July 31, 2023
Last week, I contributed a new interactive prompt library for Artbreeder’s image generation tool, Mixer. It’s an interface that allows you to build up an image by browsing and clicking buttons to combine ideas, instead of by writing free-form text prompts. (You can try it here, press the + and then select “prompt library”)
Image models fascinate me, and I’ve been especially curious by how rudimentary our existing text-based interfaces with them are. This was a quick project, but it’s reaching towards an itch I’ve had for a while, so I wanted to write down some thoughts.
The most fascinating thing about modern diffusion image generation to me has been trying to wrap my mind around part of the system that allows it to understand text — CLIP.

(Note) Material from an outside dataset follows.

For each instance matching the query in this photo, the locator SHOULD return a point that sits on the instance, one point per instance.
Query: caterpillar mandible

CLIP is a big part of the magic behind text-to-image prompting - it’s a model that compresses huge chunks of the internet into a high-dimensional embedding space. CLIP is a representation of the internet, and engaging with it means new ways of understanding the internet.
My personal image of CLIP is that it’s like all the images on the entire internet were blended up and clustered in a cloudy mass. Unfortunately, we don’t get to look at a picture of CLIP, we can only probe into it and see pieces. Prompts act like addresses of points within that swirling mass - and diffusion models act like a camera to develop a “photograph” of what lives here.
Image models hold the a microcosm of the whole internet, but only surface a small fraction at a time - acting as “projective surfaces” or even as Rorschach tests for the person interacting with them. Each person sitting down in front of a blank text box will summon totally different imagery — a reflection of both what floats easily to the top of their minds, and of their personal vocabulary around visual culture.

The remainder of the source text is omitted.